McArthur, 37, only opened her small chocolate shop in Campbeltown, western Scotland, in 2019 but it soon caught the eye of the company responsible for assembling Academy Awards goody bags.

At first she thought it was a hoax.

But after verifying the firm online, she realised the offer to help fill the gift packs worth tens of thousands of dollars for the March 10 ceremony was genuine.

"It's mind blowing! I can't believe it still," she told AFP from "Fetcha", her self-owned and run shop.

"The best director, best actor, actress, supporting actor and supporting actress -- they all get one of my boxes.

"I'm really excited... it's amazing!" she added.

McArthur, a film buff, saw most of the nominated films at her local art-deco cinema -- opened in 1913 -- with notebook in hand to jot down ideas for the tailor-made boxes to come.

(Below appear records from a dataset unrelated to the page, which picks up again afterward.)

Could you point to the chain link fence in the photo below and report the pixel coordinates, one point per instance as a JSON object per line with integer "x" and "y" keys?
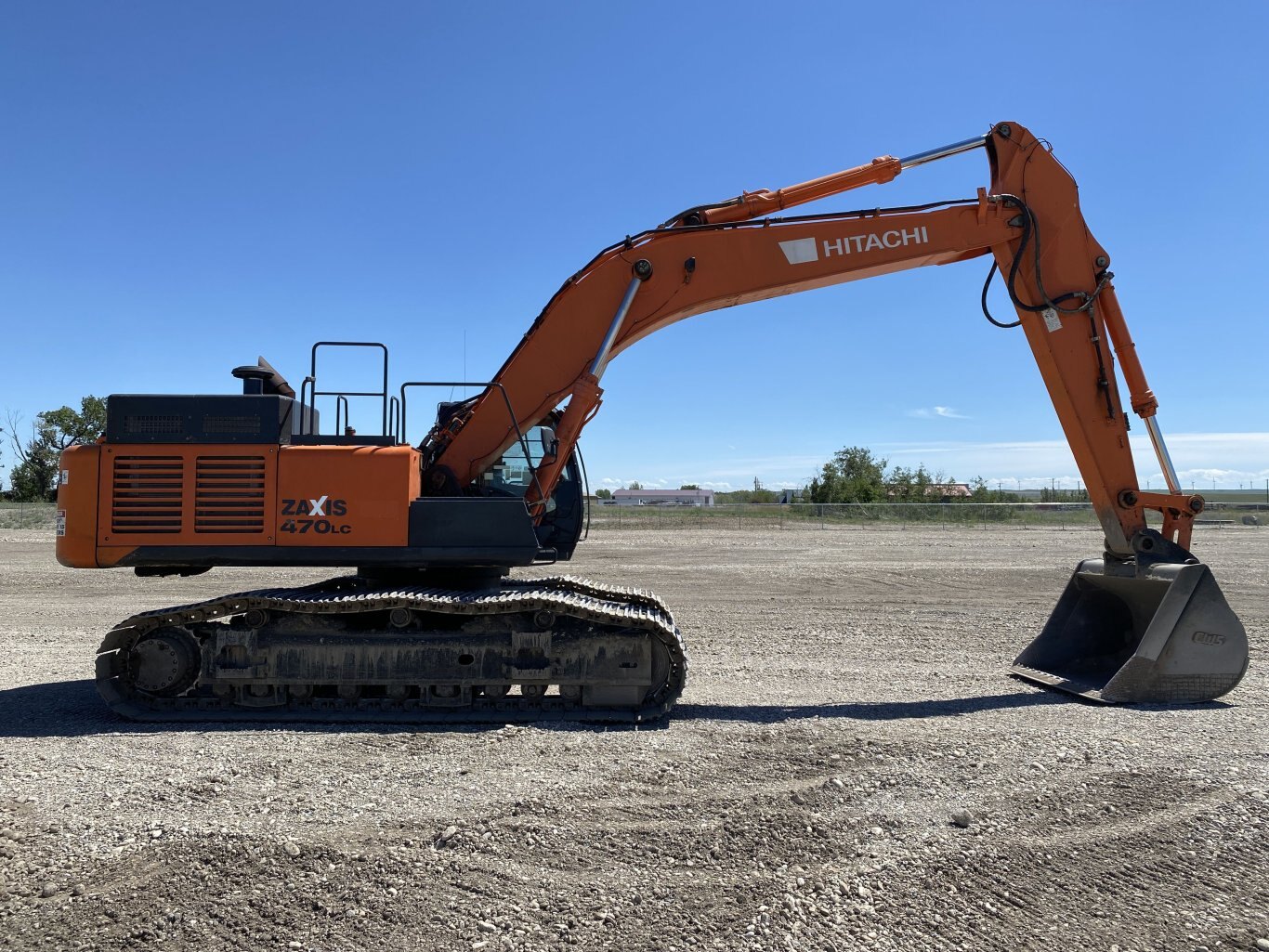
{"x": 28, "y": 515}
{"x": 808, "y": 515}
{"x": 887, "y": 515}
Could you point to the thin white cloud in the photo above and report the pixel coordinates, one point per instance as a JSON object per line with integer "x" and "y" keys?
{"x": 1228, "y": 460}
{"x": 933, "y": 412}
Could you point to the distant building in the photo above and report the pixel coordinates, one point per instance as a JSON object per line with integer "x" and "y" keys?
{"x": 944, "y": 491}
{"x": 948, "y": 490}
{"x": 664, "y": 497}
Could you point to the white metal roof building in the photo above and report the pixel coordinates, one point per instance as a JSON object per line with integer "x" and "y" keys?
{"x": 664, "y": 497}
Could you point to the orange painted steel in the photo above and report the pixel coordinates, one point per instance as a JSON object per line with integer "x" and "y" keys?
{"x": 198, "y": 495}
{"x": 714, "y": 266}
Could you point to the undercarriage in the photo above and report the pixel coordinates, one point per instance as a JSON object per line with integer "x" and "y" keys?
{"x": 357, "y": 649}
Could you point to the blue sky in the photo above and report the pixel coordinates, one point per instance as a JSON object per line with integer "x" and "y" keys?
{"x": 184, "y": 187}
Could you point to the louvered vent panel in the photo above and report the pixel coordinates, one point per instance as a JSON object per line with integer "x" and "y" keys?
{"x": 146, "y": 495}
{"x": 229, "y": 494}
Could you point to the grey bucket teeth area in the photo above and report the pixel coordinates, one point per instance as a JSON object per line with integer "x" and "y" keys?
{"x": 1165, "y": 635}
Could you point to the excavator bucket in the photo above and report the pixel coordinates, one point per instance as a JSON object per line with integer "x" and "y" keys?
{"x": 1158, "y": 633}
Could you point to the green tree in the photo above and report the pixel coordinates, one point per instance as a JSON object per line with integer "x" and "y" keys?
{"x": 34, "y": 477}
{"x": 855, "y": 475}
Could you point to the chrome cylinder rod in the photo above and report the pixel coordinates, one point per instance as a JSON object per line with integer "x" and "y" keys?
{"x": 1165, "y": 460}
{"x": 942, "y": 151}
{"x": 596, "y": 369}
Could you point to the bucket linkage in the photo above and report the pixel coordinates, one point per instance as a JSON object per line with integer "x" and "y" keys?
{"x": 1153, "y": 630}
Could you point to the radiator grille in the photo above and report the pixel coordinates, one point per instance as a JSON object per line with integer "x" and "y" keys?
{"x": 229, "y": 494}
{"x": 146, "y": 495}
{"x": 153, "y": 424}
{"x": 224, "y": 424}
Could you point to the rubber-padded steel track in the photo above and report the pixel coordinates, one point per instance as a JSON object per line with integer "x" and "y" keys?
{"x": 607, "y": 611}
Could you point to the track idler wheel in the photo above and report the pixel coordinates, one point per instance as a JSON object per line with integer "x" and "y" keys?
{"x": 164, "y": 663}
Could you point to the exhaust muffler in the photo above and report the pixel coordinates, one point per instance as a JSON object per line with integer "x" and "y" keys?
{"x": 1150, "y": 631}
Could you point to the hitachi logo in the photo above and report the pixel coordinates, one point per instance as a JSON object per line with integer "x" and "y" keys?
{"x": 808, "y": 249}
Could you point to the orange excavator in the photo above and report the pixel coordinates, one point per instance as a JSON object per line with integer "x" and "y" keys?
{"x": 430, "y": 627}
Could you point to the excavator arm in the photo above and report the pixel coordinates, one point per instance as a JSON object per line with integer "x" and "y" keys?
{"x": 713, "y": 256}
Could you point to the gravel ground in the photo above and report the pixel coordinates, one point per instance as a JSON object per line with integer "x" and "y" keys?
{"x": 849, "y": 767}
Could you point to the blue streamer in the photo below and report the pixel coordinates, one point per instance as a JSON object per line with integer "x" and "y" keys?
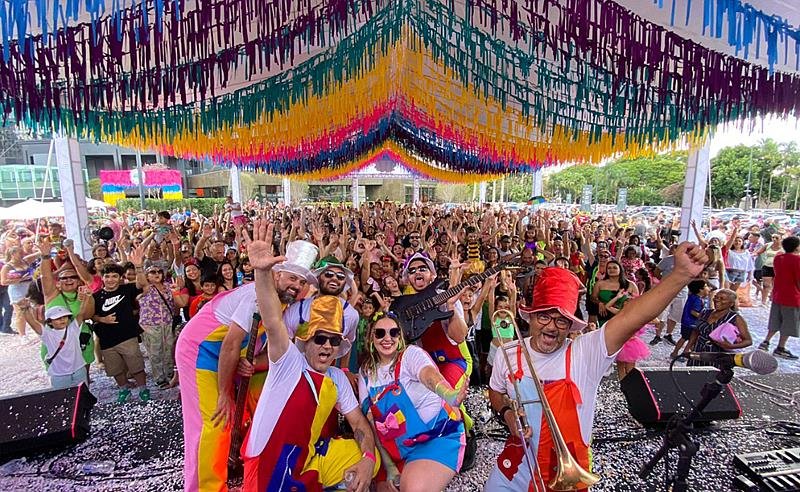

She ended up designing six different vegan chocolates inspired by this award year's biggest films.

- Variety -

The "Oppenheimer" chocolate, inspired by the 13-Oscars nominated drama about the father of the atomic bomb, resembles a ball of fire.

The yellow and orange truffle has a hard shell with popping candy "so when you bite through, it kind of explodes in your mouth" with a chilli after-burn that "heats up your tongue", she explained.

The chocolate for dark comedy "Poor Things" -- a female "Frankenstein" story up for 11 awards -- was based on Portuguese "pastel de nata" egg tarts, which lead character Bella Baxter gorges on.

The inside of the chocolate is custard flavoured, with cinnamon on top to give it a baked look.

"Barbie" is represented by a heart-shaped pink chocolate flavoured with strawberry and rose.

But the hearts are "kind of rough... like her journey through Barbieland into the real world is not a smooth journey, it's full of angles," McArthur noted.

For "Maestro", about the legendary US composer and conductor Leonard Bernstein, she created depictions of musical note bars from cocoa butter.

She delicately imprinted them on the chocolates, which also contain a salt and pepper filling to represent Bernstein and his wife Felicia's "separate... but together" lives.

Martin Scorsese's "Killers of the Flower Moon" is honoured using dark chocolate and caramel ganache with flecks of lilac, yellow and green.

Lastly, "The Holdovers" is reimagined as a dark chocolate shell with cherry and ice cream interior.

- 'Going to Hollywood' -

Before sealing each of her boxes and shipping them by post to Los Angeles, McArthur slipped in a booklet explaining the inspirations behind her sweet creations.

It is a long way to Tinseltown from her mother's humble Campbeltown kitchen, where she honed her skills.

Part of McArthur's Hollywood appeal may be that she runs the "luxury micro-business" with environmentalism and health consciousness front and centre.

The chocolatier herself is vegan, and noted several nominees are too, including Emma Stone and Paul Giamatti.

She does not use plastic and pledges to plant trees with every order.

Meanwhile her vegan, gluten-free chocolates are made with organic and fair-trade ingredients "as far as possible", and her Oscars creations are alcohol-free.

"The chocolate is made with rice milk powder," McArthur explained.

"And then a lot of the chocolates that I make have ganache on the inside and so I use a water ganache."

Her Oscars role has led to celebrity status in Campbeltown, with people stopping her in the street to offer congratulations.

So much so that her shop, where her mother helps out, is no longer able to meet local demand for the Oscars assortment.

"We are sorry, the Awards collection is out of stock," reads a placard in the window.

Also displayed in the window is a small red carpet and a sign stating: "Fetcha is going to Hollywood".